Analistas políticos anteveem a possibilidade de uma reação (“backlash”) legislativa contra a decisão do caso Dobbs. A conferir. O certo é que o tema está longe de encontrar um fim. Há um desacordo moral profundo acerca de qual perspectiva deve prevalecer, qual deve ser o dimensionamento de eventuais permissões ao aborto e a medida das punições, se cabíveis. Com o desenho dado pela Suprema Corte à solução, reconhecendo que se trata de matéria de direito estadual, mulheres de alguns estados estarão em situação de discriminação de direitos em relação a outras que residam em estados de legislação mais permissiva. A divisão do país tende a ser ainda mais radicalizada.
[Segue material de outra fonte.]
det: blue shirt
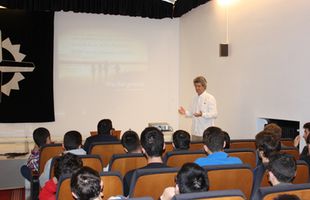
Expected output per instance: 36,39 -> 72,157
195,151 -> 242,167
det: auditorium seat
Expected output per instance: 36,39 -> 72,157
90,141 -> 125,167
39,143 -> 64,174
164,150 -> 206,167
224,148 -> 257,169
172,190 -> 246,200
205,164 -> 253,199
258,183 -> 310,200
109,153 -> 147,177
129,168 -> 178,199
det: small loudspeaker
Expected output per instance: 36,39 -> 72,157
220,44 -> 228,57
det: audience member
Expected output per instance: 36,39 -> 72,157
123,127 -> 168,196
299,134 -> 310,166
223,131 -> 230,149
267,153 -> 297,186
252,131 -> 281,197
20,127 -> 51,181
160,163 -> 209,200
172,130 -> 191,150
195,126 -> 242,167
40,131 -> 86,187
83,119 -> 119,153
70,167 -> 103,200
294,122 -> 310,148
39,153 -> 83,200
121,130 -> 142,153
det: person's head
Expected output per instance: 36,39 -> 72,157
70,167 -> 103,200
140,127 -> 165,157
54,153 -> 83,180
264,123 -> 282,140
193,76 -> 207,95
121,130 -> 141,153
63,131 -> 82,151
203,126 -> 225,154
32,127 -> 51,147
255,131 -> 281,164
267,153 -> 297,186
303,122 -> 310,140
176,163 -> 209,193
172,130 -> 191,150
223,131 -> 230,149
97,119 -> 113,135
273,194 -> 301,200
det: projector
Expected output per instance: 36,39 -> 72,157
149,122 -> 173,132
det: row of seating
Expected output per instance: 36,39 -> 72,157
54,161 -> 309,199
39,142 -> 299,175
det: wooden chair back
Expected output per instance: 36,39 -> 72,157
164,151 -> 206,167
230,139 -> 256,150
90,141 -> 125,167
39,143 -> 64,174
224,149 -> 257,169
109,154 -> 147,177
129,168 -> 178,199
206,164 -> 253,199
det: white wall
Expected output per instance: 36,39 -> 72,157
179,0 -> 310,138
0,12 -> 179,140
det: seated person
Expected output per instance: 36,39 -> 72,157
299,135 -> 310,166
39,153 -> 83,200
121,130 -> 142,153
123,127 -> 168,196
294,122 -> 310,148
172,130 -> 191,151
39,131 -> 86,187
160,163 -> 209,200
267,153 -> 297,186
20,127 -> 51,181
195,126 -> 242,167
70,167 -> 103,200
252,131 -> 281,197
223,131 -> 230,149
83,119 -> 119,154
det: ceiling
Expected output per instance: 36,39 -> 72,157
0,0 -> 210,19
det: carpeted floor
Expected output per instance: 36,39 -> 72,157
0,188 -> 25,200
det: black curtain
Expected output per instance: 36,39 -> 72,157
0,0 -> 210,19
0,9 -> 55,123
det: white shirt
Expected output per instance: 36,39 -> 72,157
185,91 -> 217,136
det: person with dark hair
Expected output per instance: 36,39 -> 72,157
267,153 -> 297,186
223,131 -> 230,149
273,194 -> 301,200
123,127 -> 168,196
251,131 -> 281,199
39,131 -> 86,187
83,119 -> 119,153
160,163 -> 209,200
39,153 -> 83,200
195,126 -> 242,167
179,76 -> 217,141
70,167 -> 103,200
299,134 -> 310,166
20,127 -> 51,181
121,130 -> 142,153
172,130 -> 191,150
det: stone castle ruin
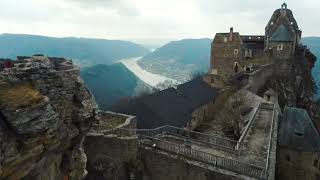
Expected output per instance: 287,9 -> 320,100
211,3 -> 315,76
0,3 -> 320,180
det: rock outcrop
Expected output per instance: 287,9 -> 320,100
0,55 -> 96,180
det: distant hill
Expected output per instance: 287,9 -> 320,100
303,37 -> 320,97
139,39 -> 212,81
81,63 -> 151,110
0,34 -> 149,66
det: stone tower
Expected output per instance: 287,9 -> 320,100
265,3 -> 301,59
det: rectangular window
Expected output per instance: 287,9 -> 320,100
233,49 -> 239,56
277,44 -> 283,51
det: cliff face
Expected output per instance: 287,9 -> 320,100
258,52 -> 316,117
0,56 -> 96,180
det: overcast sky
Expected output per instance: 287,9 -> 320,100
0,0 -> 320,44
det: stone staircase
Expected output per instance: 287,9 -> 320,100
241,103 -> 274,162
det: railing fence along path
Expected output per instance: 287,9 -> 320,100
102,103 -> 276,179
140,135 -> 267,179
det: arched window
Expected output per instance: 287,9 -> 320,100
233,49 -> 239,56
277,44 -> 283,51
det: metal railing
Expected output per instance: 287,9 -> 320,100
236,103 -> 261,152
139,135 -> 267,179
104,125 -> 237,153
266,104 -> 277,169
103,103 -> 276,179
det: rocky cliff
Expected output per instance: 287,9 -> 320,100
0,55 -> 96,180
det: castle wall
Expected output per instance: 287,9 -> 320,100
276,146 -> 320,180
269,42 -> 293,59
188,102 -> 215,130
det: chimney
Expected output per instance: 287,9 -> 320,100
229,27 -> 233,41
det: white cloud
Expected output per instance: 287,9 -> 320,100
0,0 -> 320,46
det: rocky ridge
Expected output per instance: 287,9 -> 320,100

A decisão não põe uma pedra sobre o assunto. Nesse tipo de discussão, cada êxito de uma parte provoca a resistência da outra. Durante quase 50 anos foram os republicanos os que lutaram por reverter o entendimento dominante. Agora, os democratas estão nesse papel. As eleições que ocorrerão neste ano, em diversos estados, serão palanques para esses debates. O Judiciário de cada unidade será testado nas diversas variações redacionais de proibições e permissões. Já que o sistema de precedentes foi fragilizado com a virada, é de se presumir que as instâncias inferiores também se sintam estimuladas ao confronto.
Enquanto isso, a realidade seguirá o seu curso, mostrando que não existem soluções fáceis para problemas complexos. Os protestos bilaterais prosseguirão. Muitas gestantes abortarão, mesmo em locais proibidos. Muitas morrerão em decorrência disso. Para essas, nem haverá escolha, nem vida. Para si ou para o feto. Triste.